Jeannette Rankin, a primeira mulher no Congresso americano

Há 100 anos… dia 4 de março de 1917.

Jeannette Rankin, a primeira mulher no Congresso americano

“I may be the first woman member of Congress, but I won’t be the last.”

“Posso ser a primeira mulher no Congresso, mas não serei a última”, disse Jeannette Pickering Rankin logo após ser eleita deputada pelo seu estado, Montana, no pleito legislativo de novembro de 1916.

Um século atrás, em 4 de março de 1917, a líder sufragista e ativista pelos direitos políticos das mulheres assumiu sua cadeira na Câmara dos Representantes dos Estados Unidos.

A estrada de Jeannette até o Congresso – e para entrar na História – foi pavimentada por sua proeminência na causa do voto feminino, iniciada por volta de 1908. Em 1911, por exemplo, ela foi a primeira mulher a falar diante da Assembleia de Montana, ocasião em que defendeu o sufrágio feminino.

A campanha para a eleição de 1916 teve apoio financeiro e logístico do irmão, Wellington, influente dentro do braço do Partido Republicano em Montana.

Jeannette percorreu o estado em busca de votos.
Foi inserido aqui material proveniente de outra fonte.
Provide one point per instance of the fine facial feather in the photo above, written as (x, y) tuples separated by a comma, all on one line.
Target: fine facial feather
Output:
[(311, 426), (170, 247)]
Esquinas de ruas e avenidas, estações de trem, ranchos, pequenas escolas. O tour lhe rendeu 7.500 votos – incluindo o de mulheres, já que Montana concedera esse direito em 1914 – e a colocou no Congresso.

Retrato de Jeannette Rankin, por Sharon Sprung
Retrato de Jeannette Rankin, por Sharon Sprung

Durante o mandato de dois anos, ela teve a audácia e a coragem de abertamente se mostrar contrária à entrada dos Estados Unidos na Primeira Guerra Mundial. Posição que gerou duras críticas do próprio Congresso e até de alguns setores do movimento sufragista.

Sua principal luta, porém, foi para que o voto chegasse, de vez e de fato, às mulheres americanas. Em 1917, cerca de 40 estados já tinham concedido o direito, mas Jeannette abriu espaço para o debate dentro da Câmara e colocou a questão de forma nacional.

Derrotada para uma cadeira no Senado em 1918, ela encerrou o mandato na Câmara em 1919 e acompanhou de longe a aprovação da 19ª Emenda, em 1920, que, por fim, deu direito de voto às mulheres.

Jeannette Rankin voltaria ao Congresso em 1941, para mais dois anos de atuação firme dentro da Câmara, em que, novamente, se mostrou contrária à participação americana no conflito de então, a Segunda Guerra.

Exatos quatro anos depois de Jeannete, em março de 1921, uma mulher assumiria novamente posto na legislatura dos Estados Unidos, com a também republicana Alice Robertson, do estado de Oklahoma. No Brasil, Carlota Pereira de Queirós foi a primeira a ser eleita deputada federal, em 1934.

Mas essas histórias ficam pra outro dia… Porque todo dia é histórico.

Em tempo: não deixe de ler a ótima reportagem da New Yorker sobre Jeannette Rankin, no último link, abaixo!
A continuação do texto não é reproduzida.